Topics for today!

  1. Hierarchical clustering in R
  2. NbClust
  3. Exploring different link functions

Data for today

setwd("~/Desktop/R Materials/mih140/Lecture 24 - Unsupervised Learning II")
cereal = read.table("BreakfastCereals.txt", sep = "\t", header = T) # 43 Cereals from Europe

cereal.std = data.frame(scale(cereal[,3:10])) # Scales the numeric columns
cereal.std = cereal.std[sample(nrow(cereal.std)), ] # Shuffles the rows

Topic 1: Hierarchial clustering - An alternate clustering methodology

Qu: Whats a good grouping of the cereals? For instance you might wonder which sorts of cereals are similarly nutritious so you can catagorize cereals as Healthy, Okay, Pure Sugar. This sort of classification can determine how advertisers market their cereals, how it should be displayed, etc.

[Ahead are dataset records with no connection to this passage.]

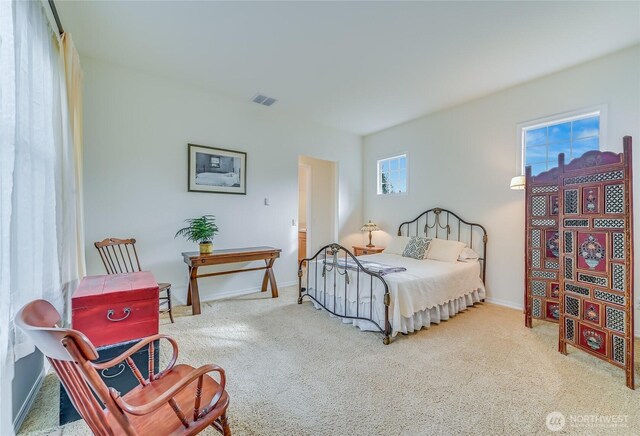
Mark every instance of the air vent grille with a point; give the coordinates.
(263, 100)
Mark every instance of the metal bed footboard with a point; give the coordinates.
(332, 260)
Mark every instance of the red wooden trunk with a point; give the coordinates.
(115, 308)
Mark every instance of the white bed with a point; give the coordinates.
(429, 291)
(218, 179)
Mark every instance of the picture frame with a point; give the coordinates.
(216, 170)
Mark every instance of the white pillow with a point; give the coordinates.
(397, 245)
(445, 251)
(468, 255)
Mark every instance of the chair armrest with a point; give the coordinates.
(116, 360)
(161, 400)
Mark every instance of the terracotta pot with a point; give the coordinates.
(206, 247)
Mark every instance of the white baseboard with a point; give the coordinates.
(28, 402)
(510, 305)
(504, 303)
(233, 293)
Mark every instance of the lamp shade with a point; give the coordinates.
(369, 227)
(518, 182)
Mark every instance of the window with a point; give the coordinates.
(571, 135)
(392, 175)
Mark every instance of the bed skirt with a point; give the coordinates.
(419, 320)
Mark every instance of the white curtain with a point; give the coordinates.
(38, 181)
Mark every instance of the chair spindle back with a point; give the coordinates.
(119, 256)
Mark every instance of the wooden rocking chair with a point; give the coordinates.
(119, 256)
(169, 402)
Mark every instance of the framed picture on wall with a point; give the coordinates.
(217, 170)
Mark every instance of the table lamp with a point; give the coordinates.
(369, 227)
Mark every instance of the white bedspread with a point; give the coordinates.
(218, 179)
(428, 289)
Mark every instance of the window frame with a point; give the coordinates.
(378, 173)
(521, 128)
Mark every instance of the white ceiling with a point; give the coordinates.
(356, 66)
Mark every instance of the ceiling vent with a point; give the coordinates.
(263, 100)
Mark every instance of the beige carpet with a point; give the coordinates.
(292, 370)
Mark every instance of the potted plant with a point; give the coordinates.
(200, 230)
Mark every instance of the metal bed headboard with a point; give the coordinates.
(444, 224)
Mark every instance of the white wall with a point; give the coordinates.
(463, 158)
(137, 128)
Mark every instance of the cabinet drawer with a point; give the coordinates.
(114, 322)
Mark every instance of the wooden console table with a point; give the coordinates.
(232, 255)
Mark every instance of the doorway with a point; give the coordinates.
(317, 205)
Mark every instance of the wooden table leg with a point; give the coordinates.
(195, 294)
(272, 278)
(189, 289)
(265, 279)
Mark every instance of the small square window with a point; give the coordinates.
(392, 175)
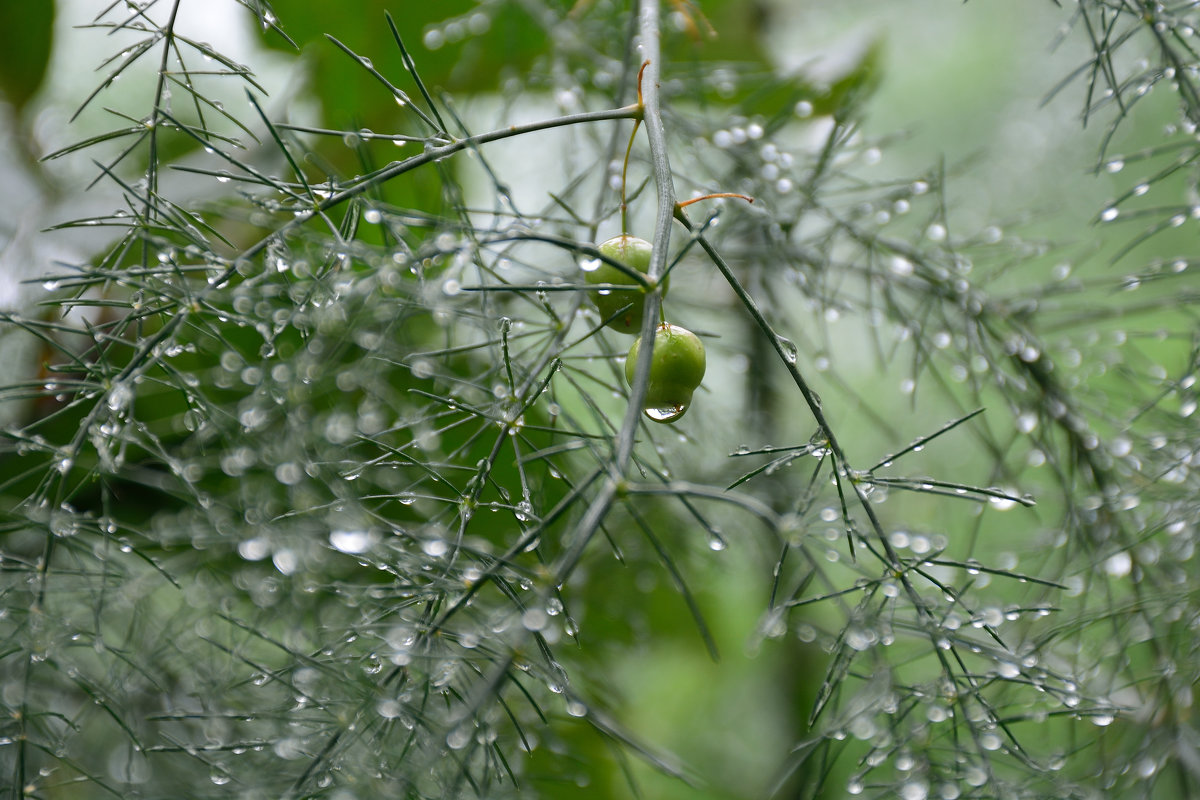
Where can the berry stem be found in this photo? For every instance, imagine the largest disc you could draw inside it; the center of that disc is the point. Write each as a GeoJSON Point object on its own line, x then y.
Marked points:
{"type": "Point", "coordinates": [714, 196]}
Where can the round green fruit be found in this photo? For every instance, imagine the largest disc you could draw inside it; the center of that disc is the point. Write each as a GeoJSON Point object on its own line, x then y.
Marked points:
{"type": "Point", "coordinates": [677, 366]}
{"type": "Point", "coordinates": [622, 307]}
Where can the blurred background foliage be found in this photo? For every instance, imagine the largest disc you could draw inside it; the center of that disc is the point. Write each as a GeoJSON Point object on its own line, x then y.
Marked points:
{"type": "Point", "coordinates": [234, 480]}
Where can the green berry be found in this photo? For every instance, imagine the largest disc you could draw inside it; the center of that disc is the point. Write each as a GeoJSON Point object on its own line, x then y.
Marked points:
{"type": "Point", "coordinates": [634, 253]}
{"type": "Point", "coordinates": [677, 367]}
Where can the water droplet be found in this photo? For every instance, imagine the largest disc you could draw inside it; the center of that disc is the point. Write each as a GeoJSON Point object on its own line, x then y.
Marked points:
{"type": "Point", "coordinates": [787, 348]}
{"type": "Point", "coordinates": [351, 541]}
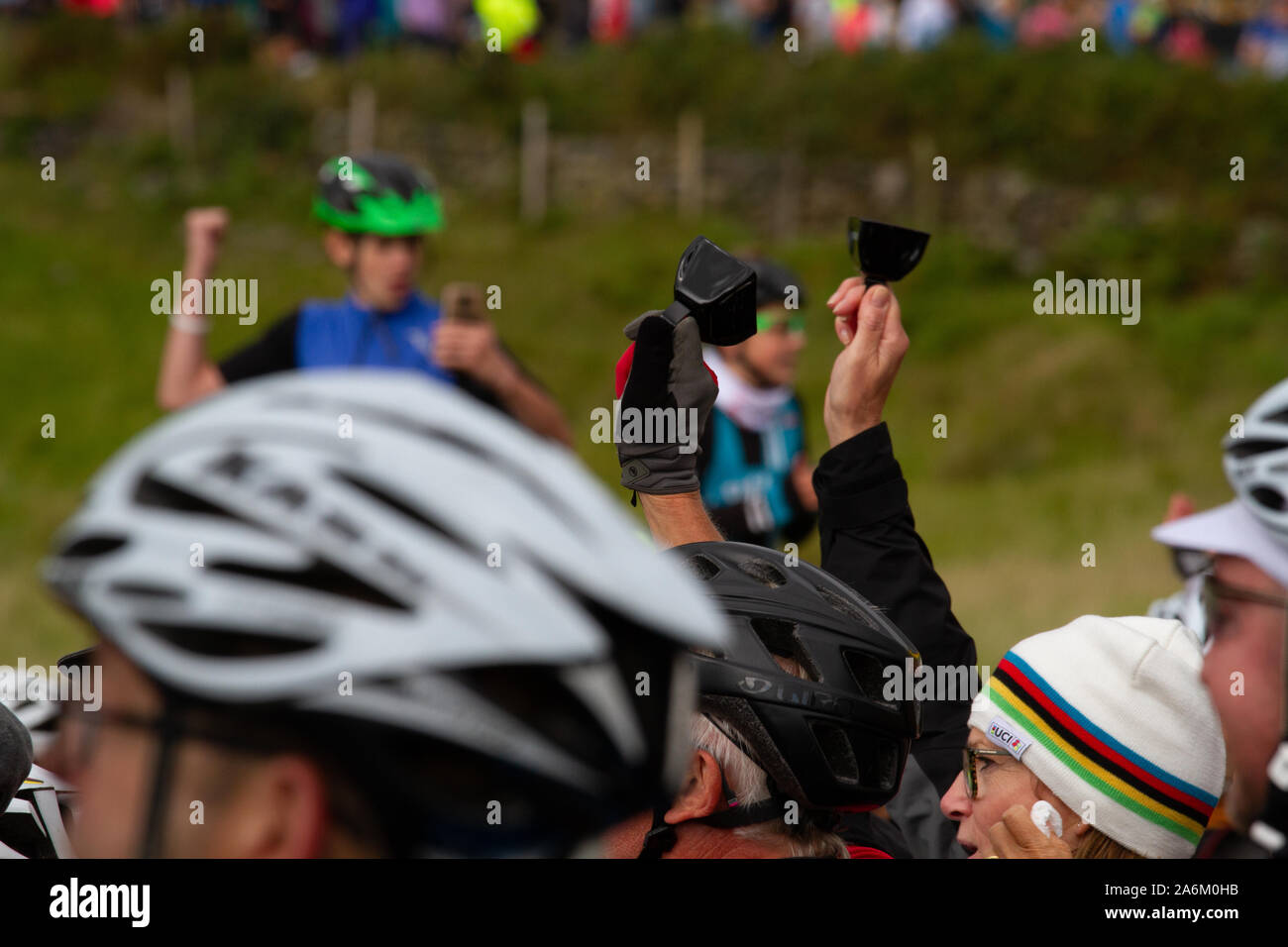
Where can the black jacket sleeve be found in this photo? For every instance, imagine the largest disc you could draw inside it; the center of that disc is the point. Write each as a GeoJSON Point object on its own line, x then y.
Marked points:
{"type": "Point", "coordinates": [870, 541]}
{"type": "Point", "coordinates": [273, 351]}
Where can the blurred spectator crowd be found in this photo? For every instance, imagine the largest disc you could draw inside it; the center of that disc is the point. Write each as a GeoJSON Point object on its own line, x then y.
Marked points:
{"type": "Point", "coordinates": [1243, 35]}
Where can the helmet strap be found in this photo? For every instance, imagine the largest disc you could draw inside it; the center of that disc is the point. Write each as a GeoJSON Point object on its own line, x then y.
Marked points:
{"type": "Point", "coordinates": [162, 774]}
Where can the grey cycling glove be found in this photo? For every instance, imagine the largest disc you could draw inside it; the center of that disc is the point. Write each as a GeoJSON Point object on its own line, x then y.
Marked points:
{"type": "Point", "coordinates": [665, 406]}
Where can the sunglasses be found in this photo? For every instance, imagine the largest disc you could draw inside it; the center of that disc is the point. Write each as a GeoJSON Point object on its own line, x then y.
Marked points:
{"type": "Point", "coordinates": [771, 321]}
{"type": "Point", "coordinates": [1216, 591]}
{"type": "Point", "coordinates": [970, 766]}
{"type": "Point", "coordinates": [1190, 562]}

It also is just interesting.

Hierarchial Clustering in R

# Lets just look at a few of the features
features = c("Calories", "Protein", "Fat", "Sodium", "Potassium")
dist_mat = dist(cereal.std[,features], method = "euclidean")
hc_single = hclust(d = dist_mat, method = "single", members = as.factor(cereal$Brand))

# Lets plot it
plot(hc_single) # makes a horrible mess

plot(hc_single, labels = as.factor(cereal$Brand), hang = -1) # Much nicer

Topic 2: Finding the best cluster automatically with NbClust

# install.packages("NbClust")
library(NbClust)
num_of_clust = NbClust(cereal.std[,features], distance = "euclidean", min.nc = 2, max.nc = 7, method = "single") # Finds best number of clusters is 3.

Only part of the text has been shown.